The culture shock awaiting the many non-European students upon their arrival in the Netherlands, is often tremendous, says Language Centre manager, Ellen Krijnen. She previously worked for the Faculty of Economics and Business Administration and for the department of communication. In both positions, she had a great deal to do with foreign students. “Their integration is not always easy.” To do something about this, Deborah Nováková and Lesley Menzies – both working at the Language Centre and native speakers of English – developed an intensive course.
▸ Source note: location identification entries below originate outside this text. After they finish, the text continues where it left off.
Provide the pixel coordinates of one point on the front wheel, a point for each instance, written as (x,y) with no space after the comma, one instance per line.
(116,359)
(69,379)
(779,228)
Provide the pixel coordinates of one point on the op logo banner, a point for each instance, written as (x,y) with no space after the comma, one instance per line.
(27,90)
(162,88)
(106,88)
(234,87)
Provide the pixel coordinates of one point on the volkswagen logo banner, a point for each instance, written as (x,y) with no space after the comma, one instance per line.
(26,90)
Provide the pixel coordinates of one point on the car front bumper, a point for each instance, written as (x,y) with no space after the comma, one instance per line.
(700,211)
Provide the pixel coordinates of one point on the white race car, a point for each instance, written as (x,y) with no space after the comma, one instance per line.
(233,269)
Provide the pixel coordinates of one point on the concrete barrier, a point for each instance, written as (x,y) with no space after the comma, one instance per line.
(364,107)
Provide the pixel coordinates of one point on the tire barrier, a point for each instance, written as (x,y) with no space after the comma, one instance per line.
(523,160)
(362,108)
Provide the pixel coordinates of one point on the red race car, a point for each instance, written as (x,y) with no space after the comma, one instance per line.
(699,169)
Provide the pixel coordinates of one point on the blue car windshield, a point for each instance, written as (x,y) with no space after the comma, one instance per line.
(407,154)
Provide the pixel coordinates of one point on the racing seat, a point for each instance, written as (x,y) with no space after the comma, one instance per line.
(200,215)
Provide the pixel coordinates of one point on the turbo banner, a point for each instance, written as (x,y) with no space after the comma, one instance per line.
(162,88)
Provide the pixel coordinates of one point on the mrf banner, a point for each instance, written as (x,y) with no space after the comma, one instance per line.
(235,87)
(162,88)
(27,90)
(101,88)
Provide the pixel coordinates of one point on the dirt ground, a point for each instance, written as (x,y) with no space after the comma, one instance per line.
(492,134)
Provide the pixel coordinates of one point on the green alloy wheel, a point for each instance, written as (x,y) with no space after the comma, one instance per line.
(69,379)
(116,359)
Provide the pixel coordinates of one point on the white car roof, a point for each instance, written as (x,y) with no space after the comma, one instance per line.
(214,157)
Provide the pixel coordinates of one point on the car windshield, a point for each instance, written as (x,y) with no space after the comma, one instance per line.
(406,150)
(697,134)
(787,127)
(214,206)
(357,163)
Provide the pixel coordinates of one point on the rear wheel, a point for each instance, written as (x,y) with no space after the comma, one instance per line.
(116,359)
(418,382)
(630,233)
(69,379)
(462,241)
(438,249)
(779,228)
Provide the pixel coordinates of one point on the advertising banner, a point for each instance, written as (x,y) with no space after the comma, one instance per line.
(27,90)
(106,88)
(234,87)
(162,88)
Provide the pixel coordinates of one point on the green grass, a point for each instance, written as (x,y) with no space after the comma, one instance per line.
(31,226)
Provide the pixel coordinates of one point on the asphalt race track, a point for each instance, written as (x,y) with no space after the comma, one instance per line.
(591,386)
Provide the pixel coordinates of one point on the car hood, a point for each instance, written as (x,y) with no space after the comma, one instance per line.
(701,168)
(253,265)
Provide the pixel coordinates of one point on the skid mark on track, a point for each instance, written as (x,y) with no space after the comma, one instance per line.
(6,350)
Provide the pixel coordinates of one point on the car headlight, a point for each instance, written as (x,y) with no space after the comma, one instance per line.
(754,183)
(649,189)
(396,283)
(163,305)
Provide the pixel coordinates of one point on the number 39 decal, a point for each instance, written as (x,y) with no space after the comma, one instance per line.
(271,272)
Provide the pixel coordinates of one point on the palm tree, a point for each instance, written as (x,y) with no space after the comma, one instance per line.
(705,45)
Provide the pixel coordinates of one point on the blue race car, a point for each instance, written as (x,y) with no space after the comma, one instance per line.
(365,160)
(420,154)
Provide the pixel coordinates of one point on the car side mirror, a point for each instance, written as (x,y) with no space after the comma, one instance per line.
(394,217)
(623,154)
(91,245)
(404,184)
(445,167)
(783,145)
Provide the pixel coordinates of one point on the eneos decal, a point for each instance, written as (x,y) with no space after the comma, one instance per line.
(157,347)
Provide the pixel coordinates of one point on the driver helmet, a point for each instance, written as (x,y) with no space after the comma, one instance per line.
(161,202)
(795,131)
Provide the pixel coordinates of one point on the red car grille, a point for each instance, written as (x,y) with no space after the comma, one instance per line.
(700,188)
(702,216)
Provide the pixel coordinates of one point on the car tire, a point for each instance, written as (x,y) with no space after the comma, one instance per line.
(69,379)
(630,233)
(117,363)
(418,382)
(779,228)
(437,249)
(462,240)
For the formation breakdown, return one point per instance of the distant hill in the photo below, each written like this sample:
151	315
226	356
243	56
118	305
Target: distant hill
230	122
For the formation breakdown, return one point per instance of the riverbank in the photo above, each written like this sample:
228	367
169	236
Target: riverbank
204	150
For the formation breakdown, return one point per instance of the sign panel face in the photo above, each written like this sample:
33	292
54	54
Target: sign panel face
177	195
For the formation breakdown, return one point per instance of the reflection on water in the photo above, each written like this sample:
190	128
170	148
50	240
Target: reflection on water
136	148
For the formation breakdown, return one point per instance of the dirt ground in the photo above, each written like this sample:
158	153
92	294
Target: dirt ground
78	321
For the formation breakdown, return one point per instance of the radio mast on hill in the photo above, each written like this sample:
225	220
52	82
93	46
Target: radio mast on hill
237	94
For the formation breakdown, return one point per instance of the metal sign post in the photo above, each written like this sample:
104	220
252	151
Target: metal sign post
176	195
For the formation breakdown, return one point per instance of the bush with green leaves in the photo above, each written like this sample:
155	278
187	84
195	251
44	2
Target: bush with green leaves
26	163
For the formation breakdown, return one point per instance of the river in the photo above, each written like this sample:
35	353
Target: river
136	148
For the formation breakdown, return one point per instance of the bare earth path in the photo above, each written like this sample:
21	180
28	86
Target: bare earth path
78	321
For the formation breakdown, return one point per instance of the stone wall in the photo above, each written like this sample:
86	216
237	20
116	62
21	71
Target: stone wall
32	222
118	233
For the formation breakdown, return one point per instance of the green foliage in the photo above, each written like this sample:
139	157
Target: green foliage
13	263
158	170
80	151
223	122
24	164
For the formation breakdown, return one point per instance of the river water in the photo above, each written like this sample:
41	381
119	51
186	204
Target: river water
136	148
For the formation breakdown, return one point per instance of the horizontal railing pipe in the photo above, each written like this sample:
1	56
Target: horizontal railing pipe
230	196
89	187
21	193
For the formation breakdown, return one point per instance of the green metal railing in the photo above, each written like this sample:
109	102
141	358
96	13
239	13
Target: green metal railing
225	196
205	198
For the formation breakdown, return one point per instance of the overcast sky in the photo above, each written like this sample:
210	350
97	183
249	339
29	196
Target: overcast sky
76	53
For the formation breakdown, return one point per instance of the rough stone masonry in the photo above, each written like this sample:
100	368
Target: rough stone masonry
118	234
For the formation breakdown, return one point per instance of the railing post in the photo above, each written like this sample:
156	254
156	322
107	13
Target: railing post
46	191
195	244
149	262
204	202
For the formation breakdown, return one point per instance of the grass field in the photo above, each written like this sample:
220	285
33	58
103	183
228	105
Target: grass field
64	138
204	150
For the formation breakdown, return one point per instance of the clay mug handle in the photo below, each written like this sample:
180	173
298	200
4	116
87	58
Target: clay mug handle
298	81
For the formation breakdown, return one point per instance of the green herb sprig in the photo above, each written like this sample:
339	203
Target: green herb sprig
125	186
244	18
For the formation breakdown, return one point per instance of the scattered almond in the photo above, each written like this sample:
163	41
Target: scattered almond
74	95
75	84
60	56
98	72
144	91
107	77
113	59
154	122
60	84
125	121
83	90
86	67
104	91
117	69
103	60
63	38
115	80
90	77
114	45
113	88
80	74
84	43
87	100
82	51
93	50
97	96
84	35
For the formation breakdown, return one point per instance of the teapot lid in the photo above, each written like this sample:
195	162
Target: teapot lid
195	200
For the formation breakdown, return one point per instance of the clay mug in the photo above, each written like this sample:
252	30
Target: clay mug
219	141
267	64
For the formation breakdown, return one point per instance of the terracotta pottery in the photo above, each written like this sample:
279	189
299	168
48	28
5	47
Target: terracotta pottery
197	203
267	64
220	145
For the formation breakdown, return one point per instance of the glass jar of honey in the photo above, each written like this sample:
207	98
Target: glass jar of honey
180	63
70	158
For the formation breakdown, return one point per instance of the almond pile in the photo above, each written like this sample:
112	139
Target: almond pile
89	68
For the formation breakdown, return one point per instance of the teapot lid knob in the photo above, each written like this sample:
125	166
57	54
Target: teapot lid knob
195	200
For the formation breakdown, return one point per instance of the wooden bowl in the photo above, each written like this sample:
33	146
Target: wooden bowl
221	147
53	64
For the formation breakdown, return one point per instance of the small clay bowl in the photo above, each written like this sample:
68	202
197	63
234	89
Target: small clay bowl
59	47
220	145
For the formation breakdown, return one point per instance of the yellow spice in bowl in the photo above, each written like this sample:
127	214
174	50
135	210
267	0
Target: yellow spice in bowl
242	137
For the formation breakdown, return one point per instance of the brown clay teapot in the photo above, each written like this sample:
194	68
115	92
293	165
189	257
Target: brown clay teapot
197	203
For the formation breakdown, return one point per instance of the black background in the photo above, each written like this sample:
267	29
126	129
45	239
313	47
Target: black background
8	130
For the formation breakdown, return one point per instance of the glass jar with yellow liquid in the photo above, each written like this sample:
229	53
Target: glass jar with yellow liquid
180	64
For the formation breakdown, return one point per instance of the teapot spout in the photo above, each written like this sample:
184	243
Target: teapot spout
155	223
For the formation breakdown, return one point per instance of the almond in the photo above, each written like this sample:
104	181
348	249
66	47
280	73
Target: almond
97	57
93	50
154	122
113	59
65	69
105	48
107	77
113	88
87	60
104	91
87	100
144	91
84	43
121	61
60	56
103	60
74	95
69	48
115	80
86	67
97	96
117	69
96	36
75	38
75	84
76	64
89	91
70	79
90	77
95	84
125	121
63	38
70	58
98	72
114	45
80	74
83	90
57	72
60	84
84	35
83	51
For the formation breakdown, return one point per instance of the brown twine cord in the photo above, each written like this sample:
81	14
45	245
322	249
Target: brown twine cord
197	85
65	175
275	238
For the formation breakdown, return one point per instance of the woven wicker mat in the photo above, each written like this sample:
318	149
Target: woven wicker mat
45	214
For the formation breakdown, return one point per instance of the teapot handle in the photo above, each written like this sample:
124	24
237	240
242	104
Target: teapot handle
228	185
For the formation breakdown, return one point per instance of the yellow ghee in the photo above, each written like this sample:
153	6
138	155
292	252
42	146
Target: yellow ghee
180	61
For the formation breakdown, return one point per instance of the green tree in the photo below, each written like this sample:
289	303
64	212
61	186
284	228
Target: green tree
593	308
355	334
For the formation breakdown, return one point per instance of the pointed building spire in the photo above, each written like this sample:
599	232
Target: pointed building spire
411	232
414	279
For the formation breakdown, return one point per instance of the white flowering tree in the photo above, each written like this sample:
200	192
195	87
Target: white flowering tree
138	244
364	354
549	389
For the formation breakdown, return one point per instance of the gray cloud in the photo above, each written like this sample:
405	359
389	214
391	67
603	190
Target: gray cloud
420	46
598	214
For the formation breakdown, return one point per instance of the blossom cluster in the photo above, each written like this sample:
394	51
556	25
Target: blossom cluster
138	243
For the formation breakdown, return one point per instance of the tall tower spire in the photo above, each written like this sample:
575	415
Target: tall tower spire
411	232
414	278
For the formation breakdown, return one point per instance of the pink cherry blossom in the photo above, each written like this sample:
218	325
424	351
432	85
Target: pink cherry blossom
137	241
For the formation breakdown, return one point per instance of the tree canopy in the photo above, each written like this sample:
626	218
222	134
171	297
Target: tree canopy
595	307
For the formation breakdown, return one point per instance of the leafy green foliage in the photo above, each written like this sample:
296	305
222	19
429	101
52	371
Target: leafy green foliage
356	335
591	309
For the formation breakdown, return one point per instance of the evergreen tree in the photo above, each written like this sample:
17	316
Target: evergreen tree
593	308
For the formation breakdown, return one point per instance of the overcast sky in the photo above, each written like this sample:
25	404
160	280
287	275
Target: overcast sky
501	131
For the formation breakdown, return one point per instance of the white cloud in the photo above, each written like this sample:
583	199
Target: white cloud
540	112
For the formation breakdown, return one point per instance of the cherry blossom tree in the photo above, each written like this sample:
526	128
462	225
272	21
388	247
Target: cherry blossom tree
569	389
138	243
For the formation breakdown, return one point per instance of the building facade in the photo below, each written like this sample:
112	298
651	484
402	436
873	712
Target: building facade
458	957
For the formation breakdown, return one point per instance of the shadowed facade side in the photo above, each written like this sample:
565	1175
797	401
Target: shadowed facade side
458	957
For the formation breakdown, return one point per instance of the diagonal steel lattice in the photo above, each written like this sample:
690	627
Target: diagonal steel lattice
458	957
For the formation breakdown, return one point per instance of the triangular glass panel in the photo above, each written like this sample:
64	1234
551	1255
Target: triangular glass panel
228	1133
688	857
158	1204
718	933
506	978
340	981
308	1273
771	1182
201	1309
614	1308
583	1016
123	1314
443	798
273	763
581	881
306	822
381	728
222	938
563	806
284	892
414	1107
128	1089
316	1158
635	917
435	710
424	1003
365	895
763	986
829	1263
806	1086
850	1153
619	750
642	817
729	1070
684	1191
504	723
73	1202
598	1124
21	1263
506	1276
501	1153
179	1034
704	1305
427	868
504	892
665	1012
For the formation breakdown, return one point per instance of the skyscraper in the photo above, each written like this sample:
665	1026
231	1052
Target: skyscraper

This course not only brushes up on the newcomers’ English but also teaches them how to communicate in the PBL study groups (“this is often very difficult for many of the students from other cultures”), shows them how to work together with others and get used to deadlines, gives them tips about study strategies, and slowly brings the students in contact with their own disciplines – through specific assignments. “It gives them an advantage over the rest; they can start upon their studies with more confidence.”
The two-week course is scheduled for the beginning of August, just before the Inkom. “In those two weeks, the groups of up to fourteen people each, receive forty hours of lessons and are expected to do twenty hours of homework”, Nováková and Menzies explain. “The social aspect is very important. Newcomers meet new people even before the Inkom.”
But do students actually want to come to Maastricht that much earlier? Nováková: “We have been doing this for twelve years now, but until now courses were not as intensive and mostly focussed on language. Students now also learn about intercultural communication, which will be an asset for them for the rest of their studies and their careers.”
Menzies and Nováková emphasise that Dutch students are also very welcome. “By all means, in two weeks you can take your first steps from secondary-school English to university English.”
This is a pilot which will be continued in February 2010 – when a batch of Master's students will start. The students will need to pay themselves: 400 euros for 40 hours of lessons. “That is a mere ten euros per hour”, Ellen Krijnen calculates. She hopes, now that the briefings and brochures have been sent and the website is online, that the Maastricht faculties will also make some contribution. “And maybe the foreign universities, where the students come from, will pay for the course from their Erasmus funds.”